Walking and Running issues
Why is running so uncomfortable?
Running isn’t known for being easy, in fact its hard and often involves pain and/or injuries of some kind. However, there are many things you can do to make running more comfortable, reduce teething pains and ensure you aren’t running into injury. Running is only meant to be uncomfortable, not painful and should involve constant progress with fitness and improving comfort. If this is not happening it is likely due to imbalances or overusing certain muscles and joints. When the body doesn’t work together effectively, some structures may take on too much shock or stress, leaving you prone to injury and often leaking energy.
Pain when running or walking?
The expected discomfort is related to muscles building endurance, strength and conditioning. However, it is easy to start off imbalanced and thus get pain when muscles get overused or over-stressed as they are pushed to do what they aren’t conditioned for. Pain can be muscles or joints being irritated or injured. Prevention, muscle balancing and stability work are key to stopping pain and prevent injuries when walking and running. Reducing your discomfort when walking / running starts with analysing your technique.

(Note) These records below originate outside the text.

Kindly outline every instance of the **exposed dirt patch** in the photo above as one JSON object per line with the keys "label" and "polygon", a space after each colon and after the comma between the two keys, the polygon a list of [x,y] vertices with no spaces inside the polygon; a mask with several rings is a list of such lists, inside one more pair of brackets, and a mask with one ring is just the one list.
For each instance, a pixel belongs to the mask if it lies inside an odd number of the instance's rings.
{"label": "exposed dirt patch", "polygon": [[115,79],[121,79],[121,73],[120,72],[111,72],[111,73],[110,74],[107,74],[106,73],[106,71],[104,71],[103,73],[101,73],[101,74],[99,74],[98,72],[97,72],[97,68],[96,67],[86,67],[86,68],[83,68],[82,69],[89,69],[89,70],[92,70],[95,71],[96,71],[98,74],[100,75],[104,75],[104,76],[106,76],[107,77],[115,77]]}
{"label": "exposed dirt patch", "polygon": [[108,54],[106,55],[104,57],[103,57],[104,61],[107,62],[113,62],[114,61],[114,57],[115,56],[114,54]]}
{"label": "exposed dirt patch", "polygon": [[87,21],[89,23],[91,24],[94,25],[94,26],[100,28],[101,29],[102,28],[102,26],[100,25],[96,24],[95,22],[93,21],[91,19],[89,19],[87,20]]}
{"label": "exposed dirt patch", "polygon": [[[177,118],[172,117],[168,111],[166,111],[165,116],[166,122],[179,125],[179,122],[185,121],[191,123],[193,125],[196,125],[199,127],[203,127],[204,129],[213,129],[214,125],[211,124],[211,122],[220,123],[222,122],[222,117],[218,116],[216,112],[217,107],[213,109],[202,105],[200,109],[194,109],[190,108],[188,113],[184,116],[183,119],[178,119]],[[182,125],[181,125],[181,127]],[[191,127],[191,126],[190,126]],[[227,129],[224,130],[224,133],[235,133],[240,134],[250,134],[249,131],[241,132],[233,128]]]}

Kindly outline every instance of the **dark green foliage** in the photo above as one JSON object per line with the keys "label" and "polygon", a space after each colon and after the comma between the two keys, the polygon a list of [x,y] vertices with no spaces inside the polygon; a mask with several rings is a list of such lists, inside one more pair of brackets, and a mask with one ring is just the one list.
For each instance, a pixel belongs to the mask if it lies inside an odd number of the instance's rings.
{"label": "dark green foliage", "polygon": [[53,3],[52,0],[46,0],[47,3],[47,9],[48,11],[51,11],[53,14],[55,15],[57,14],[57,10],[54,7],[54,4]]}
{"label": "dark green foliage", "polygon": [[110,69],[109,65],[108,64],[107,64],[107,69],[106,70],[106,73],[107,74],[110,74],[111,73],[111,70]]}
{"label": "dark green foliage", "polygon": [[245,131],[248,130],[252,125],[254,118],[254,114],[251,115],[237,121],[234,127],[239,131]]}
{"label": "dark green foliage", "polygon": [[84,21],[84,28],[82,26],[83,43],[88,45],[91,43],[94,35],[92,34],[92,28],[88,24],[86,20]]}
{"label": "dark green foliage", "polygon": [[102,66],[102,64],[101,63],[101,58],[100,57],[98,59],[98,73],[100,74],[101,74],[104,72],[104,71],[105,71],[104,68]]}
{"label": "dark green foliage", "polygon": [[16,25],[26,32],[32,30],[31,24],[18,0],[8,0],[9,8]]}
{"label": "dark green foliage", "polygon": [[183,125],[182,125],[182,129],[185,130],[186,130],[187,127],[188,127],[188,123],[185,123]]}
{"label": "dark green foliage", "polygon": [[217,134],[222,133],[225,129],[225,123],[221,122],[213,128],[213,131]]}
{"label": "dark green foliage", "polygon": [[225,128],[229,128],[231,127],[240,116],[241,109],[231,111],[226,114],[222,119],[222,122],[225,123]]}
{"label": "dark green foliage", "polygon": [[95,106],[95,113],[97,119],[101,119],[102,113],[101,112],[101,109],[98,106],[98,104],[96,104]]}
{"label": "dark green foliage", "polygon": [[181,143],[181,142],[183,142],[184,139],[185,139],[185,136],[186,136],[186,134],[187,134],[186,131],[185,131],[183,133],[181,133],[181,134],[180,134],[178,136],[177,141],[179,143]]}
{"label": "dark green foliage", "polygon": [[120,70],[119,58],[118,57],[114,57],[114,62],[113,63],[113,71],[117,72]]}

Want to build speed or endurance?
When you plateau with your speed or endurance, it can be due to energy leakage caused when muscles are inefficient at doing their job or the body compensates by using more energy than it needs to. For example, you may have run 2KM’s but your body has done 3-4km’s of work. Also if your body is skipping key structures used for propulsion and momentum, this will reduce your ability to gain speed and use endurance. To run more efficiently and give that competitive advantage, running starts with analysing your technique.
Running event coming up?
Running in an event of any distance or terrain requires dedication and preparation. Making sure you start well and cross that finish line begins with making sure your injury is low, your body is conditioned, and your muscles are loose and massaged.
Treatment involves shoe advice and modifications, Joint mobilization to open up joint movement. Taping or strapping to reduce muscle tension and activate muscles and strengthening the joints. Padding or orthotics to help cushion and redistribute pressure or engage better biomechanical pathway. Ice (cryotherapy) and stone treatment for breaking down thickened tendons. Gait retraining to change how the body works and ensure it works together, and lastly manual therapy to release tight muscles, muscle stimulation, open nerve pathways, improve range-of-motion, prescribe drills and exercises or order ultrasound and x-rays.
Treatment for running injuries includes adjustments to training schedules, supplements (e.g. calcium), reducing muscle/joint/bone stress, gait retraining to offload or adjust how the structure works. Changing running terrain or orthotics.